Emsal Mahkeme Kararı İstanbul Bölge Adliye Mahkemesi 7. Hukuk Dairesi 2023/2027 E. 2023/1661 K. 22.06.2023 T.

Görüntülediğiniz mahkeme kararı kesinleşmiş bir karardır.

T.C.
İSTANBUL
BÖLGE ADLİYE MAHKEMESİ
7. HUKUK DAİRESİ
DOSYA NO: 2023/2027
KARAR NO: 2023/1661
T Ü R K M İ L L E T İ A D I N A
B Ö L G E A D L İ Y E M A H K E M E S İ K A R A R I
İNCELENEN KARARIN
MAHKEMESİ: BAKIRKÖY 4. ASLİYE TİCARET MAHKEMESİ
ARA KARAR TARİHİ: 20/02/2023
NUMARASI: 2023/134 Esas (Derdest)
DAVANIN KONUSU: İş Yeri Satış Sözleşmesinden Kaynaklanan Tapu İptali ve Tescil
KARAR TARİHİ: 22/06/2023
Tarafıma tevdi edilen dava dosyasının 6100 sayılı HMK’nın 353. maddesi uyarınca yapılan incelemesi sonunda;
İDDİA: Davacı vekili ihtiyati tedbir talepli dava dilekçesinde özetle; müvekkili şirketin davalı … Anonim Şirket ile akdettiği 21.07.2003 tarihli İkitelli Ticaret Merkezi İşyeri Satış Sözleşmesi uyarınca taşınmazları satın aldığını, davalı … İnşaat, gayrimenkulü Şubat/2004 tarihi itibariyle müvekkiline teslim ettiğini, müvekkilinin satış bedelini ödediğini,ancak tapu devrinin gerçekleştirilmediğini, Organize Sanayi bölgesinde yüksek bedellerle satın alınan taşınmazların devrinin gerçekleşmemesi üzerine davalı … ile davalı … İnşaat ve müvekkili arasında protokol imzalandığını, davalı … bu protokolle … İnşaatla müvekkili arasında akdedilen satış vaadini sözleşmesini tanıdığını, davalı tarafların aralarında İstanbul … Noterliğinde 25 Nisan 2002 tarih ve … yevmiye nolu “Düzenleme Şeklinde Gayrimenkul Satış Vaadi ve İnşaat Sözleşmesini” akdettiklerini, müvekkilinin tarafı olduğu sözleşmede anılan satış vaadi sözleşmesi dayanak gösterildiğini,açıklanan nedenlerle; İstanbul ili, Başakşehir İlçesi, … Mahallesi, … ada, … parselde, … Blok Zemin … ve … nci katta bulunan 2562 m2 bağımsız bölümün tapusunun iptali ile müvekkili adına tesciline, taşınmazdaki davalıların hisselerinin üçüncü kişilere devrinin önlenmesi için tedbir kararı verilmesini talep ve dava etmişlerdir.

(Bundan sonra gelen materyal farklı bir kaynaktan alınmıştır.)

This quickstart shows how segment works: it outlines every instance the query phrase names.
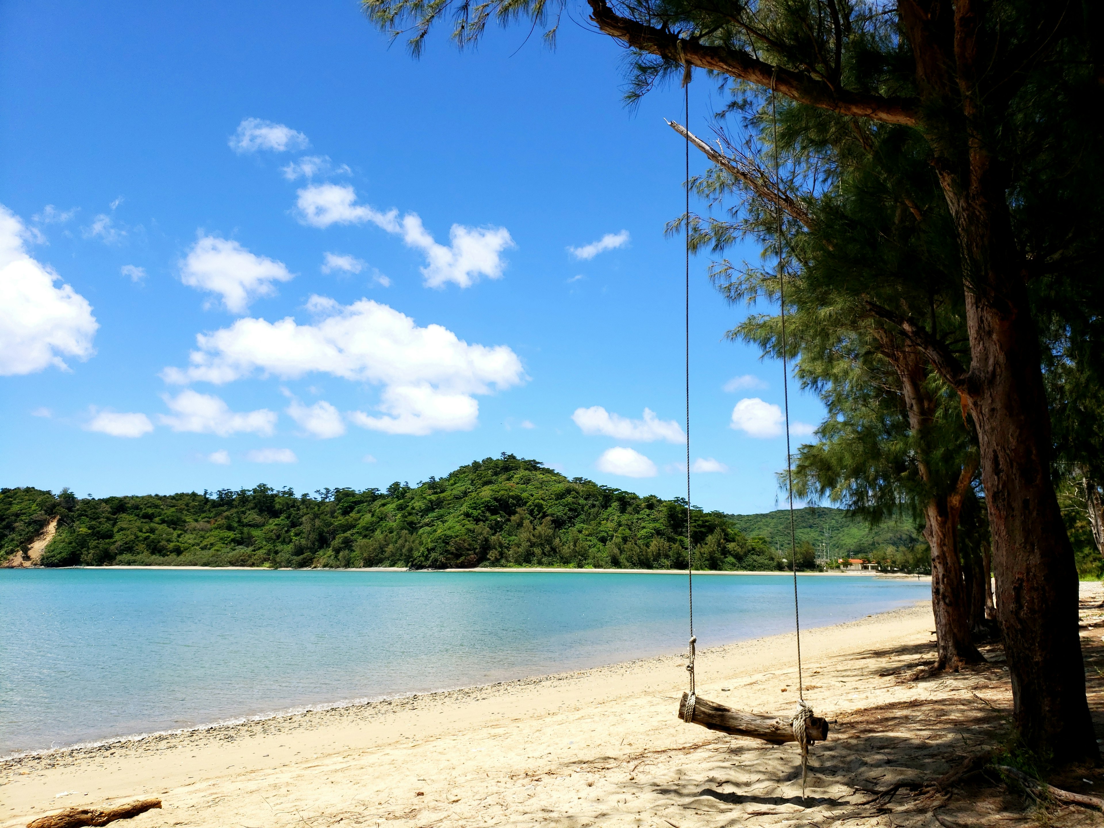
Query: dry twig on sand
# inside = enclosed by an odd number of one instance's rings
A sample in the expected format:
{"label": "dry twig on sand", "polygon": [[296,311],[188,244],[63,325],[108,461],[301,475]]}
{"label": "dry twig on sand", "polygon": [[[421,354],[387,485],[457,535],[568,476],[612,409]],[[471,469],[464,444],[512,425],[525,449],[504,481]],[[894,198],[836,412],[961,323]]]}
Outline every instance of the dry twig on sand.
{"label": "dry twig on sand", "polygon": [[1063,803],[1074,803],[1075,805],[1087,805],[1090,808],[1100,808],[1104,810],[1104,799],[1098,796],[1087,796],[1085,794],[1074,794],[1069,790],[1062,790],[1062,788],[1055,788],[1053,785],[1048,785],[1045,782],[1039,782],[1039,779],[1033,779],[1028,776],[1022,771],[1017,771],[1015,767],[1009,767],[1008,765],[997,765],[997,769],[1007,776],[1011,776],[1018,783],[1020,783],[1030,793],[1036,790],[1044,792],[1047,795],[1053,797]]}

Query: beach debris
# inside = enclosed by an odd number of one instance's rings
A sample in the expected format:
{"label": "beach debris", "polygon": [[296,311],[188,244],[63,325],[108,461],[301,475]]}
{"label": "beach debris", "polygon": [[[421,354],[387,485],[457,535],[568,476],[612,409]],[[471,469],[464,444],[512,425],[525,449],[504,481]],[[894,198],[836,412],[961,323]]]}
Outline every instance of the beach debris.
{"label": "beach debris", "polygon": [[1086,794],[1074,794],[1070,790],[1062,790],[1062,788],[1055,788],[1053,785],[1048,785],[1045,782],[1039,782],[1028,776],[1022,771],[1018,771],[1015,767],[1009,767],[1008,765],[997,765],[997,769],[1000,771],[1006,776],[1010,776],[1016,779],[1020,785],[1031,792],[1041,790],[1049,794],[1052,798],[1058,799],[1063,803],[1075,803],[1078,805],[1086,805],[1090,808],[1098,808],[1104,810],[1104,799],[1098,796],[1089,796]]}
{"label": "beach debris", "polygon": [[66,808],[61,814],[39,817],[26,824],[26,828],[83,828],[102,826],[116,819],[131,819],[151,808],[160,808],[160,799],[138,799],[117,808]]}
{"label": "beach debris", "polygon": [[[679,719],[687,720],[687,701],[690,693],[682,693],[682,701],[679,703]],[[807,744],[824,742],[828,739],[828,722],[816,715],[804,718],[804,735]],[[750,736],[751,739],[762,739],[771,744],[785,744],[786,742],[797,742],[792,718],[756,715],[733,710],[724,704],[707,701],[700,696],[694,699],[693,708],[690,711],[689,721],[700,724],[708,730],[718,730],[722,733],[730,733],[734,736]]]}

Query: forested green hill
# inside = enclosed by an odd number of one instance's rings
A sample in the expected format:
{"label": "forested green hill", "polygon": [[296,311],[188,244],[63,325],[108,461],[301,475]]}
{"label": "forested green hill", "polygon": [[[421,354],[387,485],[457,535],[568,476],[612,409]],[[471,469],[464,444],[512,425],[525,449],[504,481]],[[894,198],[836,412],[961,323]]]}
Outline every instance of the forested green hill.
{"label": "forested green hill", "polygon": [[[763,538],[772,549],[789,546],[789,510],[763,514],[730,514],[732,524],[749,538]],[[926,545],[906,520],[885,521],[871,527],[843,509],[805,507],[794,510],[798,543],[809,543],[819,558],[870,558],[887,549],[906,550]]]}
{"label": "forested green hill", "polygon": [[[77,498],[67,490],[54,496],[2,489],[0,560],[30,543],[53,516],[57,533],[43,554],[46,566],[687,564],[686,501],[567,479],[537,460],[505,454],[416,487],[394,482],[386,491],[323,489],[311,496],[262,485],[202,495]],[[774,523],[742,529],[741,521],[753,517],[771,518],[694,510],[696,566],[779,567]],[[810,542],[819,541],[810,535]],[[811,545],[803,544],[798,561],[814,565]]]}

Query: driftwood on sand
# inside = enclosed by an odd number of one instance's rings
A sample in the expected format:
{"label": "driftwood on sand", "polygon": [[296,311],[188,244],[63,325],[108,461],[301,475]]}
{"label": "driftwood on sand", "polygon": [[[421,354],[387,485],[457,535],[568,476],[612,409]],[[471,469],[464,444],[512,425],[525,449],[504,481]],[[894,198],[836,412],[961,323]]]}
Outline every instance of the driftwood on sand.
{"label": "driftwood on sand", "polygon": [[[679,703],[679,719],[683,721],[686,721],[689,696],[689,693],[682,693],[682,701]],[[694,700],[690,721],[709,730],[719,730],[734,736],[762,739],[771,744],[797,741],[789,719],[744,713],[713,701],[707,701],[700,696]],[[810,716],[805,725],[805,732],[809,742],[824,742],[828,739],[828,722],[820,716]]]}
{"label": "driftwood on sand", "polygon": [[1004,773],[1006,776],[1011,776],[1020,785],[1028,788],[1029,790],[1044,792],[1050,797],[1058,799],[1063,803],[1075,803],[1078,805],[1087,805],[1090,808],[1100,808],[1104,810],[1104,799],[1098,796],[1087,796],[1085,794],[1074,794],[1069,790],[1062,790],[1062,788],[1055,788],[1053,785],[1048,785],[1045,782],[1039,782],[1039,779],[1033,779],[1028,776],[1022,771],[1018,771],[1015,767],[1009,767],[1008,765],[997,765],[997,769]]}
{"label": "driftwood on sand", "polygon": [[160,807],[160,799],[138,799],[117,808],[66,808],[61,814],[32,819],[26,824],[26,828],[81,828],[86,825],[107,825],[116,819],[130,819],[150,808]]}

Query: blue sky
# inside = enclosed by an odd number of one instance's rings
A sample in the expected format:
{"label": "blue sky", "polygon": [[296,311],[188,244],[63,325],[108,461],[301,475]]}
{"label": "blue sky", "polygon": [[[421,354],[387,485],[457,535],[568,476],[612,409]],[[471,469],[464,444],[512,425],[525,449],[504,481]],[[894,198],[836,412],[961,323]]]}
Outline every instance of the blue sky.
{"label": "blue sky", "polygon": [[[0,6],[0,485],[386,487],[512,452],[684,491],[681,92],[629,110],[607,38],[526,33],[414,61],[353,0]],[[745,310],[708,264],[693,500],[772,509],[782,370],[723,340]]]}

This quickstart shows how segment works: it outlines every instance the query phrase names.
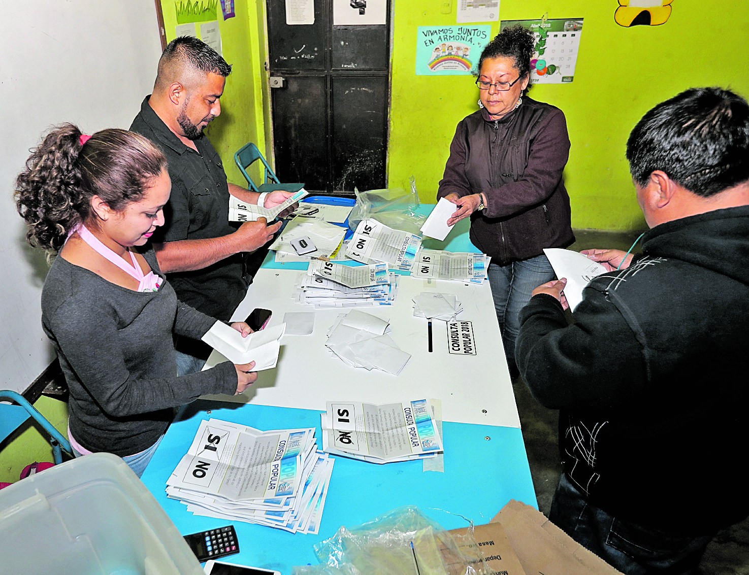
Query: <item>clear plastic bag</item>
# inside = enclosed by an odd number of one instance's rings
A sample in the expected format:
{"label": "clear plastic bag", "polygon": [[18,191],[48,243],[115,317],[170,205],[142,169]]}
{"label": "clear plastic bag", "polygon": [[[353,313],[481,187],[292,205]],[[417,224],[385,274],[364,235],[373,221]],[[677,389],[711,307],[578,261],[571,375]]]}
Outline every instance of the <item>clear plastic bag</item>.
{"label": "clear plastic bag", "polygon": [[421,234],[419,230],[426,221],[426,216],[416,213],[419,207],[419,195],[416,193],[416,180],[410,178],[411,190],[403,188],[371,189],[360,192],[354,188],[357,204],[348,216],[348,227],[356,230],[359,222],[367,218],[374,218],[381,224],[394,230]]}
{"label": "clear plastic bag", "polygon": [[416,507],[400,507],[362,525],[342,526],[315,546],[321,565],[294,567],[291,573],[494,575],[473,536],[473,523],[464,535],[454,538]]}

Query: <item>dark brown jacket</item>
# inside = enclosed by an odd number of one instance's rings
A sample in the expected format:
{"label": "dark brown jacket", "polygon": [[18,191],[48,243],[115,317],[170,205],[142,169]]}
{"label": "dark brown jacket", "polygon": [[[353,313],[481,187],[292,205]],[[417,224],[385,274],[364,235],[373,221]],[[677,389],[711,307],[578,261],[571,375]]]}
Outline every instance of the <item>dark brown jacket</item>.
{"label": "dark brown jacket", "polygon": [[569,154],[560,109],[527,96],[501,120],[485,109],[458,124],[437,199],[483,192],[488,205],[471,216],[470,240],[506,265],[574,241],[562,172]]}

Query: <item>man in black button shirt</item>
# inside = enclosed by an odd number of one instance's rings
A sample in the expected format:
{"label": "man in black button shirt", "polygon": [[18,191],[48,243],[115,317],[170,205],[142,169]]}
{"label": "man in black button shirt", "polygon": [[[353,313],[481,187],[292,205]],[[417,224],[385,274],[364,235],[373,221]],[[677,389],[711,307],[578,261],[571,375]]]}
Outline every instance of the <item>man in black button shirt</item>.
{"label": "man in black button shirt", "polygon": [[[258,194],[228,183],[221,159],[203,135],[221,113],[219,99],[231,72],[197,38],[173,40],[159,61],[154,92],[130,126],[164,153],[172,178],[166,222],[154,235],[159,265],[182,302],[224,320],[247,291],[244,254],[265,245],[281,226],[267,225],[264,218],[232,226],[229,195],[248,204],[259,199],[269,208],[292,195]],[[199,371],[210,352],[192,340],[178,341],[176,347],[181,375]]]}

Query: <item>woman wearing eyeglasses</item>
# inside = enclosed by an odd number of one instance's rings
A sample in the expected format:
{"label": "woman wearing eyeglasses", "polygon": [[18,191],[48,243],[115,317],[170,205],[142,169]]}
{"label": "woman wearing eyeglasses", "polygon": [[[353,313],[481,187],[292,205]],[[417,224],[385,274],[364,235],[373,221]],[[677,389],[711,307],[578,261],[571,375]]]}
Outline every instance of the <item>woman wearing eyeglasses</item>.
{"label": "woman wearing eyeglasses", "polygon": [[470,239],[491,256],[489,284],[511,372],[518,314],[554,277],[544,248],[574,241],[562,172],[569,153],[564,114],[526,95],[533,34],[506,28],[479,60],[479,108],[458,124],[437,199],[470,217]]}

SAVUNMA: Davalı … İç ve Dış Tic.A.Ş. vekili cevap dilekçesinde özetle; Bakırköy Asliye 6. Ticaret Mahkemesinin 2022/20 E. Sayılı dosyası ve bu dosyada birleşen davaların bekletici mesele sayılmasına; davacının dava açmakta haklı olduğuna, masraf ve ücreti vekaletin buna göre değerlendirilmesine karar verilmesini talep etmiştir. Davalı … Yapı Kooperatif vekili cevap dilekçesinde özetle; haksız ve hukuka aykırı tedbir talebinin reddine, delillerinin toplanmasına, eksik harcın tamamlattırılmasına, taraf ve aktif husumet ehliyeti yokluğundan davanın usul yönünden reddine, haksız ve hukuka aykırı davanın esas yönünden reddine, yargılama giderleri ve vekalet ücretinin davacı tarafa yükletilmesine karar verilmesini talep etmiştir.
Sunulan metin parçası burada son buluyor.